Posted: 9/10/2010 09:54:11
I recently obtained a 2-Place Quicksilver that was picked up from a Widow. Her husband never N-Numbered it and I want to know what my options are to register this aircraft. I have been told it is impossible, but have also been told there are N-Numbers available from salvaged aircraft that can be "purchased".
Technically, If I just completed "building" a 2 seat UL, couldn't I still register it? So If I took it apart and rebuilt it, does that count?
Any input as to my options would be appreciated. I am a certificated Private Pilot.
Posted: 9/10/2010 15:53:03
Modified: 9/10/2010 15:56:20
Rebuilding the aircraft does not qualify it for amateur built. If the plane was amateur built, and you can get the builders records to prove the majority portion (at least 51%) of the original fabrication and assembly was completed by amateurs for their own education or recreation you can certificate it in the experimental amateur built category. The builders records typically consist of any or all of the following: builder log; construction photos; plans; receipts for purchases; notarized affidavit from the builder; kit bill of sale. The more documentation you can get the better, to prove that it qualifies for an amateur built airworthiness certificate. If you cannot obtain the builders records then there would be no way to prove it was amateur built and would not qualify for this type of airworthiness certificate.
EAA sells a amateur built certification kit to help walk you thru the paperwork process of registering and certificating an amateur built aircraft.
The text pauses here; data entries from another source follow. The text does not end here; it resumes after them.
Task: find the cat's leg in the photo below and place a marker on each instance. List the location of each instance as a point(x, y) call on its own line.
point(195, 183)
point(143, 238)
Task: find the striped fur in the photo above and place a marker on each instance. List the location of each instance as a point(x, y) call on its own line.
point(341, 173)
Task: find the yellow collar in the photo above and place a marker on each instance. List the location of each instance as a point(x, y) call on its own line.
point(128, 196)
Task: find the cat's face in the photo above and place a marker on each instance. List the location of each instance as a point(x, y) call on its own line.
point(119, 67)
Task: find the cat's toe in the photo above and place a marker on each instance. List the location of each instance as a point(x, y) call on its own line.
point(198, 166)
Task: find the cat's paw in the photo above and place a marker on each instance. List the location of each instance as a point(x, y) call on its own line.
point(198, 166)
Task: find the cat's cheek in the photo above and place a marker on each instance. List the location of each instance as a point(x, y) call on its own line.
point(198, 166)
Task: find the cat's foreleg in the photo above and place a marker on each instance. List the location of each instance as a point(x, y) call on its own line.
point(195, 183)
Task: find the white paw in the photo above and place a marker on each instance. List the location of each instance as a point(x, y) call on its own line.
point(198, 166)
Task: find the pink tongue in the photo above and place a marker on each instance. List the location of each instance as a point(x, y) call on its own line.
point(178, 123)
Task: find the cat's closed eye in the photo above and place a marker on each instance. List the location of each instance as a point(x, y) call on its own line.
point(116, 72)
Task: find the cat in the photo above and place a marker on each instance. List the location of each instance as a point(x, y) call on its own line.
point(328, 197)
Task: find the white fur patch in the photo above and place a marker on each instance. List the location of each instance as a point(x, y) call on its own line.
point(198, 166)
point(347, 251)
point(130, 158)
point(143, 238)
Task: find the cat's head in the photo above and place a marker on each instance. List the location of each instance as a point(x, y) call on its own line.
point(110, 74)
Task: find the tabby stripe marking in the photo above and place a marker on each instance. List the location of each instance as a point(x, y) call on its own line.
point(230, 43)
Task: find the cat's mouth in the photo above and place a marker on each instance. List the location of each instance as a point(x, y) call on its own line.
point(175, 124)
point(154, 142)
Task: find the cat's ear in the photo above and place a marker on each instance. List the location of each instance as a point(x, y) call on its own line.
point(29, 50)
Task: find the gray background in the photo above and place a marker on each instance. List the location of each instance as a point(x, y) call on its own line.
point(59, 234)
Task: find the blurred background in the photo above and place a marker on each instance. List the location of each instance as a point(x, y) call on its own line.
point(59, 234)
It is available online at this link, http://shop.eaa.org/html/homebuilders.html?cart_id=
If you cannot meet the amateur built requirements (the "51% rule") you will need to certificate the aircraft in the experimental exhibition category. The prime limitation of this category requires owners of exhibition aircraft to submit a program letter at the beginning of each year to the local FAA flight standards district office identifying each airport they intend to fly to and exhibit the aircraft. Additionally, the aircraft can be flown to maintain the pilot proficiency but the FAA limits the proficiency flight takeoffs and landings to the home based airport.
Posted: 9/10/2010 20:06:34
Posted: 9/10/2010 20:09:45
Getting the FSDO to buy into the Quicksilver qualifying in intent as an exhibition aircraft might be a challenge.
Posted: 9/11/2010 07:16:30
Thanks for the input guys. What I don't understand is, what If I built a "new" 2 place Quicksilver and wanted to N-Number it. Why is that impossible Doesn't it qualify as an experimental or light sport? Why then couldn't I N-number any aircraft I build. I don't understand the reasoning. How dos the FAA expect UL pilots to get trained if there are no similar aircraft available to train in? If they don't allow n-numbering of new 2-seaters, eventually the supply of trainers will dwindle to nothing, and we'll have UL pilots taking to the air without training.
Has anyone heard of the possibility of buying N-Numbers from salvaged aircraft. I had heard they ae available on the market? Buying the N-Number from a crashed plane of similar manufacture.
Posted: 9/13/2010 08:51:55
If you buy a new Quicksilver 2-place kit you can build it as an amateur and then register and certificate it in the experimental amateur built category. Nothing new here, this has been allowed for many, many years.